Good afternoon from the floor of the CME in Chicago. As the world focuses on the boy fool in South Korea, I have my work cut out for me trying to digest all the news coming out of the Bank of Japan. Today is the day. The Bank of Japan is in session, and the yen trading world wants to know: WHAT WILL BANK OF JAPAN GOVERNOR KURODA DO?
I guess the real question is not what he will do, but HOW MUCH bond buying will he do? Don’t forget something here, the BOJ is buying bonds because they HAVE to. In my opinion, the coming round of inflation is (apart from foolish) the natural result of the bond buying the BOJ is doing out of necessity. Inflation is typically the negative consequence of central bank activities and not the stated policy goal. I think this whole bond buying charade is the Japanese policy makers giving in to the idea that their backs are against the wall.

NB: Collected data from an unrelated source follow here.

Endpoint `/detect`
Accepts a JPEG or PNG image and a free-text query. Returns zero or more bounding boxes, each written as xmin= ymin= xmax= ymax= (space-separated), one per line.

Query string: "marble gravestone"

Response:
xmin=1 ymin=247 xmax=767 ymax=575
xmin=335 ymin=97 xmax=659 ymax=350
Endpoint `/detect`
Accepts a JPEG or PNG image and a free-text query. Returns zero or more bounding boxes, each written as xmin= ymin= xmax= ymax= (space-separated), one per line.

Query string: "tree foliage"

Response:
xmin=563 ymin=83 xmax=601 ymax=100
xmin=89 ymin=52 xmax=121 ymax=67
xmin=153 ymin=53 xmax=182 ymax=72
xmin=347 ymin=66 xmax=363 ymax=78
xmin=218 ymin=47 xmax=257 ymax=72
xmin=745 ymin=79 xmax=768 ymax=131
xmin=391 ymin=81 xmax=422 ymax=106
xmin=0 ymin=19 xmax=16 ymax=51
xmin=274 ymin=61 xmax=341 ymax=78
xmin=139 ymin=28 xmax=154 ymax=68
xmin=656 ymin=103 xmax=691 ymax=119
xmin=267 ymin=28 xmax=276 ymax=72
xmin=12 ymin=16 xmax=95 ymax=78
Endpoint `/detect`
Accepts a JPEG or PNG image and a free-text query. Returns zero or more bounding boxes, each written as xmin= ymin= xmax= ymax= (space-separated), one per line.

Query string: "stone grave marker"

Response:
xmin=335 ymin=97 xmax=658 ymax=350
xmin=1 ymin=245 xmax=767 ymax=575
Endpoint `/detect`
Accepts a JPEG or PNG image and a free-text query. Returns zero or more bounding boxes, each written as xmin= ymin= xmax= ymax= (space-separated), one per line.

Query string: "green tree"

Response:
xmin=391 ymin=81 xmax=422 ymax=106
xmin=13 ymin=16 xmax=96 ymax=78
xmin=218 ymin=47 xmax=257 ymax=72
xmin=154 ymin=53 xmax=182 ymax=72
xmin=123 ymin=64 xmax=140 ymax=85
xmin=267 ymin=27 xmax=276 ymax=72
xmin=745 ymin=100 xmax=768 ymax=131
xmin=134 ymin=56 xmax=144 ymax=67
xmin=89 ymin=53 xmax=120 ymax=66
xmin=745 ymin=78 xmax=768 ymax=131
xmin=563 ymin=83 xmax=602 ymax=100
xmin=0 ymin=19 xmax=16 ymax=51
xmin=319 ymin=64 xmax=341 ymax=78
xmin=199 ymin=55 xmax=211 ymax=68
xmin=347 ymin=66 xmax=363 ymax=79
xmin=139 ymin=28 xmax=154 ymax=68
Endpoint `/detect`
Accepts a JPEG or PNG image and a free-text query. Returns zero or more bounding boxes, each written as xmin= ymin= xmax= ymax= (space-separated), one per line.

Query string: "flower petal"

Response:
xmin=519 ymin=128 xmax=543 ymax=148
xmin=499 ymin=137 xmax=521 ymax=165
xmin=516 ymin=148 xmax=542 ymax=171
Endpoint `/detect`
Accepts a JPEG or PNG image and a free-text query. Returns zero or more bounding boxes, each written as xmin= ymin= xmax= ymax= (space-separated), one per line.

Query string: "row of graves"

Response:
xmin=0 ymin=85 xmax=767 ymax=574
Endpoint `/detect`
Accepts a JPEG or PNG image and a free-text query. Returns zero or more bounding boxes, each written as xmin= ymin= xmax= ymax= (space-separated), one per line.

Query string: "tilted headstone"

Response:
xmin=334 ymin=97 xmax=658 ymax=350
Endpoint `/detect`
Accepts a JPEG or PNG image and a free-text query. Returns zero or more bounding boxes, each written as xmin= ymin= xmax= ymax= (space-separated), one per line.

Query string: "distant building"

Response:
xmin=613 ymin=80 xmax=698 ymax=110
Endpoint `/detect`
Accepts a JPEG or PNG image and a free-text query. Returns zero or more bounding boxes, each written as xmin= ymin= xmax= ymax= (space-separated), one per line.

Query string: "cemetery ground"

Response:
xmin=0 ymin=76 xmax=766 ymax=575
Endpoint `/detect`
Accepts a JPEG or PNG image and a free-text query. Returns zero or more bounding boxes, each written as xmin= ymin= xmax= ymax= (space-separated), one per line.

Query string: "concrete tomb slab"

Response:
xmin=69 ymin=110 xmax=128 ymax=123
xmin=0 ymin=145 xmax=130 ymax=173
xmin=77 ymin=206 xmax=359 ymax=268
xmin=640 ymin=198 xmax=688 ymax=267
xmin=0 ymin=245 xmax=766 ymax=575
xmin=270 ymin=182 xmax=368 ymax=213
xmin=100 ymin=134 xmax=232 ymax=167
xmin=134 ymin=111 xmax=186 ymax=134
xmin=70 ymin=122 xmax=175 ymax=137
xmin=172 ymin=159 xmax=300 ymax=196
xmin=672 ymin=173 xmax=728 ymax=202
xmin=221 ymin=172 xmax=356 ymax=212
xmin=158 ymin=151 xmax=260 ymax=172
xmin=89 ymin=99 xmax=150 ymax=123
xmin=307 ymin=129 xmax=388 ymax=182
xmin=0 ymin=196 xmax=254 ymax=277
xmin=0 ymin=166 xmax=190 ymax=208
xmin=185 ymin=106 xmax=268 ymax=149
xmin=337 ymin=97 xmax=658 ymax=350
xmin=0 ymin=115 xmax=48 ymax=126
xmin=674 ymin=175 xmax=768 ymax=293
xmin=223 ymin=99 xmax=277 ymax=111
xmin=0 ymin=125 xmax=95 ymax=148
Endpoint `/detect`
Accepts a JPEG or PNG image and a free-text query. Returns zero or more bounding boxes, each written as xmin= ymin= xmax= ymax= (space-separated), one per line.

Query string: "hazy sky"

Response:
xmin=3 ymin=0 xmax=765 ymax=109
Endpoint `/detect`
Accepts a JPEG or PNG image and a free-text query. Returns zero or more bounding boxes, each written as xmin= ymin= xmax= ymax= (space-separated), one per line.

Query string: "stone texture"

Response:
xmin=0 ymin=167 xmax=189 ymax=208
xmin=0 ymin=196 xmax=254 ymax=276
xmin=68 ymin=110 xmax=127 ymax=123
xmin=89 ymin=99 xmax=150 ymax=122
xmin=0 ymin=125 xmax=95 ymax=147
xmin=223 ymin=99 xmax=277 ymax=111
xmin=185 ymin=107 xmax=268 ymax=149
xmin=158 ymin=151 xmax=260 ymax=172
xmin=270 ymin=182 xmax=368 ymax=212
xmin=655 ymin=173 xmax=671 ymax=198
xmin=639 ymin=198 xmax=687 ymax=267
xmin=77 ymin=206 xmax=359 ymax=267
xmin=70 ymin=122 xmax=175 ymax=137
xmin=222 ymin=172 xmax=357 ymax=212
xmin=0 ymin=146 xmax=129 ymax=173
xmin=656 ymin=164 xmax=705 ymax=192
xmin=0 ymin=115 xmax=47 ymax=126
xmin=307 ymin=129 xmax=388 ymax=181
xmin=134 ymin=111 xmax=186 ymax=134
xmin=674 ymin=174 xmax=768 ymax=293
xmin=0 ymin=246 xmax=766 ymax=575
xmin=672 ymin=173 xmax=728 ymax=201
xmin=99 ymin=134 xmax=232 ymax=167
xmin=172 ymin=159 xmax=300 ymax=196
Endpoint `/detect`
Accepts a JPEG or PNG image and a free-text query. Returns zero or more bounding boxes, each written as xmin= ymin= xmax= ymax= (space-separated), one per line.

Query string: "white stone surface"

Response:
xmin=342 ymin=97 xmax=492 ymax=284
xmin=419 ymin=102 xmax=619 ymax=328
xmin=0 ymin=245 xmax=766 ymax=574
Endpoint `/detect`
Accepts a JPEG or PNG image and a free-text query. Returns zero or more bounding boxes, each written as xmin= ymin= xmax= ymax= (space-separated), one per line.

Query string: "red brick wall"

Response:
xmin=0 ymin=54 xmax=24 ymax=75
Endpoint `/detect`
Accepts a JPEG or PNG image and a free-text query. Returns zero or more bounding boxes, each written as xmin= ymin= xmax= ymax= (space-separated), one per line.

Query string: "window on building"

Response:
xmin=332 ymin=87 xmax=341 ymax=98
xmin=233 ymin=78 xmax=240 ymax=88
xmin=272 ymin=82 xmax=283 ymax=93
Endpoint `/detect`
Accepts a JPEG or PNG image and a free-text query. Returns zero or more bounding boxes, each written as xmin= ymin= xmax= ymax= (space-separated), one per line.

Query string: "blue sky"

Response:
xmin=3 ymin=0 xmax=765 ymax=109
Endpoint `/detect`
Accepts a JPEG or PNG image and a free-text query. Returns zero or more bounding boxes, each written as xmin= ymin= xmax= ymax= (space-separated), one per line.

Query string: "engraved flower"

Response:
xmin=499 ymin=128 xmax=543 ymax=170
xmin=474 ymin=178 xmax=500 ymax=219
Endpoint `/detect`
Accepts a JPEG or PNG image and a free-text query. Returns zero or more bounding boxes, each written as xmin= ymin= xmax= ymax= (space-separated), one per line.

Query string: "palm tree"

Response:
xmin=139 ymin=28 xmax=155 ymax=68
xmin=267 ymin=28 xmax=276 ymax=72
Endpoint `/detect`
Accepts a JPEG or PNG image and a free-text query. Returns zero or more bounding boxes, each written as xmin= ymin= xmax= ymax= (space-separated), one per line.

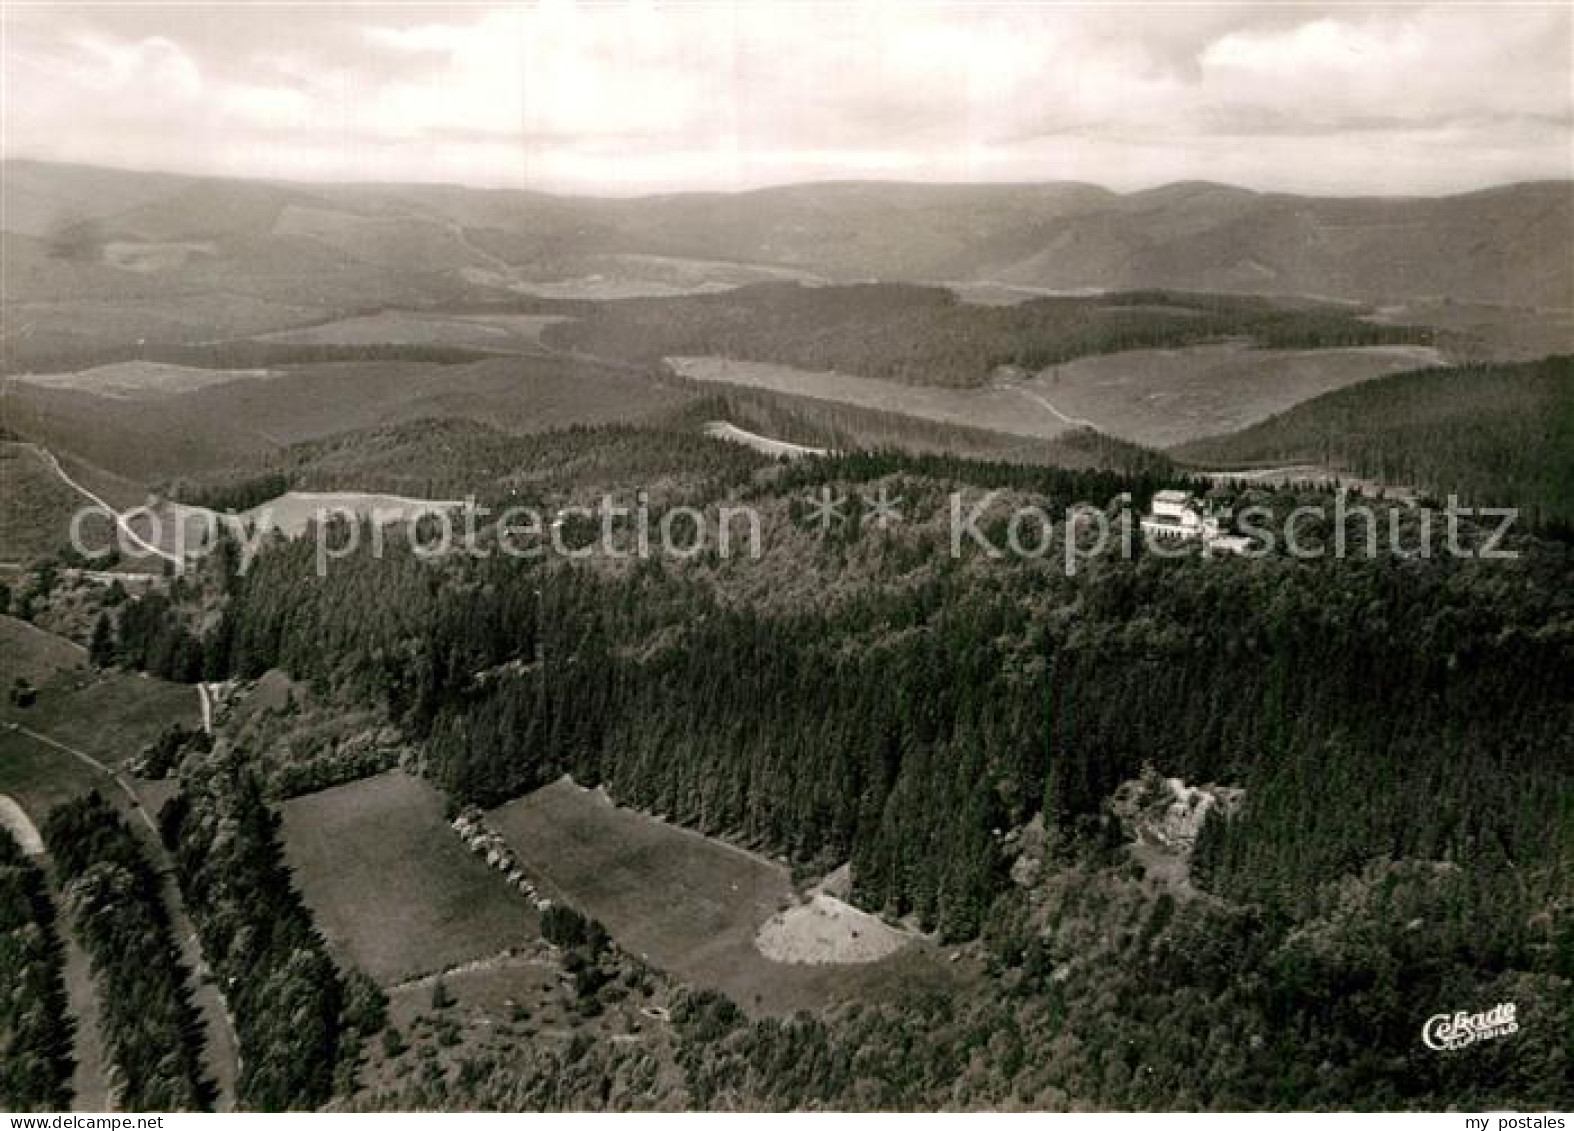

I want to address a question I get regularly regarding what will happen as pressure mounts on the Japanese Government Bond market:
“If the Japanese can print their own currency and buy its own bonds, then why can’t bonds stay at lofty levels forever?”
There is one theory that suggests that as long a the Japanese can print its own currency, then a break in the bond market CANNOT happen. This idea is commonly known as Modern Monetary Theory, and most things I have read on the subject seems to fly directly into the face of the entire thesis outlined in “This Time is Different”, by Reinhart and Rogoff. The MMT idea suggests that a sovereign nation can come to a fork in the road and choose a bond crisis or a currency crisis. I disagree.
I wrote an article I posted on Seeking Alpha outlining my “two-tiered theory” of bond pricing. What is a bond? A bond is an IOU. Bond buyers lend money to the government and they get a security and a promise of repayment at a later date. If bond prices eventually come under pressure, the MMT crowd says the BOJ will just buy them and support the market forever.
Ask yourself this question: If the government already has the money, then why would it buy back the IOU? This makes no sense. What bonds will the BOJ buy? New issuance. This is where the fun starts. It is my opinion that you could see two completely different rates on bonds when the break happens. New issuance will carry a rate of near zero and go right onto the balance sheet of the BOJ. The secondary market will trade based on what the institutional bond buyers in Japan can get for the inventory. The institutions are all long as as much as they can handle. The Current Account balance suggests things are bad and getting worse. Who is left to buy? I do not think this ends well at all.